Getting Started with HtmlUnit
HtmlUnit is a GUI-less browser for Java that can execute JavaScript and perform AJAX calls.
Although primarily used to automate testing, HtmlUnit is a great choice for scraping static and dynamic pages alike because of its ability to manipulate web pages on a high level, such as clicking on buttons, submitting forms, providing input, and so forth. HtmlUnit supports the W3C DOM standard, CSS selectors , and XPath selectors , and it can simulate the Firefox, Chrome, and Internet Explorer browsers, which makes web scraping easier.
In this article, you'll learn how to scrape static and dynamic websites using HtmlUnit.

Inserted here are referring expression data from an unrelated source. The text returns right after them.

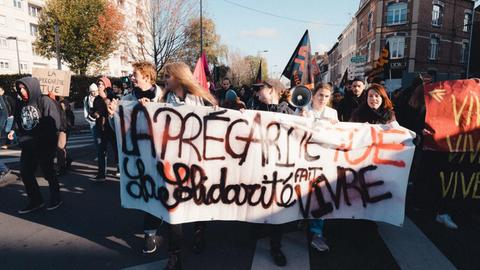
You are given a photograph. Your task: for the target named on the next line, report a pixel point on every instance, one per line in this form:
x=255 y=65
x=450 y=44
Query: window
x=467 y=19
x=33 y=29
x=23 y=67
x=20 y=25
x=4 y=65
x=434 y=42
x=3 y=20
x=361 y=30
x=3 y=43
x=464 y=53
x=22 y=46
x=437 y=15
x=33 y=10
x=17 y=3
x=370 y=21
x=397 y=13
x=397 y=47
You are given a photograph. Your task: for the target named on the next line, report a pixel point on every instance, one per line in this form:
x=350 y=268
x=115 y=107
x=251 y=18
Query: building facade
x=347 y=48
x=18 y=24
x=424 y=36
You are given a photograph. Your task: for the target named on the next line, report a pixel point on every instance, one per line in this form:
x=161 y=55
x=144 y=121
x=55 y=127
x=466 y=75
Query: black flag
x=344 y=80
x=299 y=68
x=258 y=79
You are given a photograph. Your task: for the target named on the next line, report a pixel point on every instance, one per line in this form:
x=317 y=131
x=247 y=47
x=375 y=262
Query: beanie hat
x=93 y=87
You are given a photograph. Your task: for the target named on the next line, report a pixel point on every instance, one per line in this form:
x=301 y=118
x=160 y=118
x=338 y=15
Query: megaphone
x=300 y=96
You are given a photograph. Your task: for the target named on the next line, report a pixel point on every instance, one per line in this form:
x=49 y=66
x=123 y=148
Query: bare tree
x=243 y=69
x=158 y=35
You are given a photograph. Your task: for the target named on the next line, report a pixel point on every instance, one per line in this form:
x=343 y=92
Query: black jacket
x=349 y=104
x=100 y=112
x=365 y=114
x=37 y=119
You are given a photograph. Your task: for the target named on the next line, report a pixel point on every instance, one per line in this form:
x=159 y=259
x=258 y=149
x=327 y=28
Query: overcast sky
x=250 y=31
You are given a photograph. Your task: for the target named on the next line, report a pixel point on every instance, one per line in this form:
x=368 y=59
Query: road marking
x=149 y=266
x=294 y=246
x=411 y=248
x=74 y=142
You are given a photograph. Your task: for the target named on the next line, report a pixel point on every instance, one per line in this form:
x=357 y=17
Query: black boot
x=174 y=261
x=278 y=257
x=199 y=240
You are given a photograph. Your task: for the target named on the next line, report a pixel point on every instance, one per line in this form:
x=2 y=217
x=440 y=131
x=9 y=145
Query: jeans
x=107 y=137
x=30 y=159
x=93 y=130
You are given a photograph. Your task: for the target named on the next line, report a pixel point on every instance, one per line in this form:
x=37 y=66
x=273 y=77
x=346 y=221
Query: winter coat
x=38 y=118
x=365 y=114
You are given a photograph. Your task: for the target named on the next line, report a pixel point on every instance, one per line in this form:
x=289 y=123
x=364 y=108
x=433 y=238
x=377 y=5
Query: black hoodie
x=38 y=118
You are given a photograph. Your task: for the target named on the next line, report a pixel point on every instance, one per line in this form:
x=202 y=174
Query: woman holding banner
x=378 y=109
x=319 y=110
x=182 y=88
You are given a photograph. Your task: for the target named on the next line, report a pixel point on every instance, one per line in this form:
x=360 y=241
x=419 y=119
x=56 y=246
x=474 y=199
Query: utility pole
x=470 y=41
x=57 y=47
x=18 y=54
x=201 y=28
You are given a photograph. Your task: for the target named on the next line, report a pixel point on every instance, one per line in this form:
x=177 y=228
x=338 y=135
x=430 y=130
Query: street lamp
x=18 y=55
x=470 y=40
x=261 y=51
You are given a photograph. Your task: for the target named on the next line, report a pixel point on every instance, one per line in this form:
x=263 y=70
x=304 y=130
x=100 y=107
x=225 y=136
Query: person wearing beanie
x=88 y=112
x=37 y=122
x=104 y=129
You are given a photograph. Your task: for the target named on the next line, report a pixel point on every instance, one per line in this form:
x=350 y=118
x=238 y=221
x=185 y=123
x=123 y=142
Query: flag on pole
x=382 y=65
x=199 y=73
x=299 y=68
x=258 y=79
x=344 y=80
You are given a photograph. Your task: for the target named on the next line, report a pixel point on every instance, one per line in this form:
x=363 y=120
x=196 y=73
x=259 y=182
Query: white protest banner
x=189 y=163
x=52 y=80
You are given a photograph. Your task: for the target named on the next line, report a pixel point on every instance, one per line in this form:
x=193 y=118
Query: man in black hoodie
x=352 y=100
x=269 y=100
x=36 y=123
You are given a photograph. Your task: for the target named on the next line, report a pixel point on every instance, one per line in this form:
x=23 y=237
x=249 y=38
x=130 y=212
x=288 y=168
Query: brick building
x=425 y=36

To follow along, you'll need Java installed and set up in your computer. You'll also need a build tool like Maven or Gradle . This article will use Maven, so if you're using something else, you'll need to adapt the Maven-specific code accordingly.
Creating the Project
Run the following command to create a Maven project:
mvn archetype:generate -DgroupId=com.mycompany.app -DartifactId=scraper -DarchetypeArtifactId=maven-archetype-quickstart -DarchetypeVersion=1.4 -DinteractiveMode=false
Change into the project directory:
cd scraper
Open the pom.xml file and add the following dependency in the dependencies
section:
<dependency>
<groupId>net.sourceforge.htmlunit</groupId>
<artifactId>htmlunit</artifactId>
<version>2.70.0</version>
</dependency>
In the properties
section, add the following code:
<exec.mainClass>com.mycompany.app.App</exec.mainClass>
You're now ready to write your code.
Scraping a Static Page
In this section, you'll scrape the ScrapingBee home page and extract the different ways to use ScrapingBee as listed under the section "Six ways to use ScrapingBee for web harvesting".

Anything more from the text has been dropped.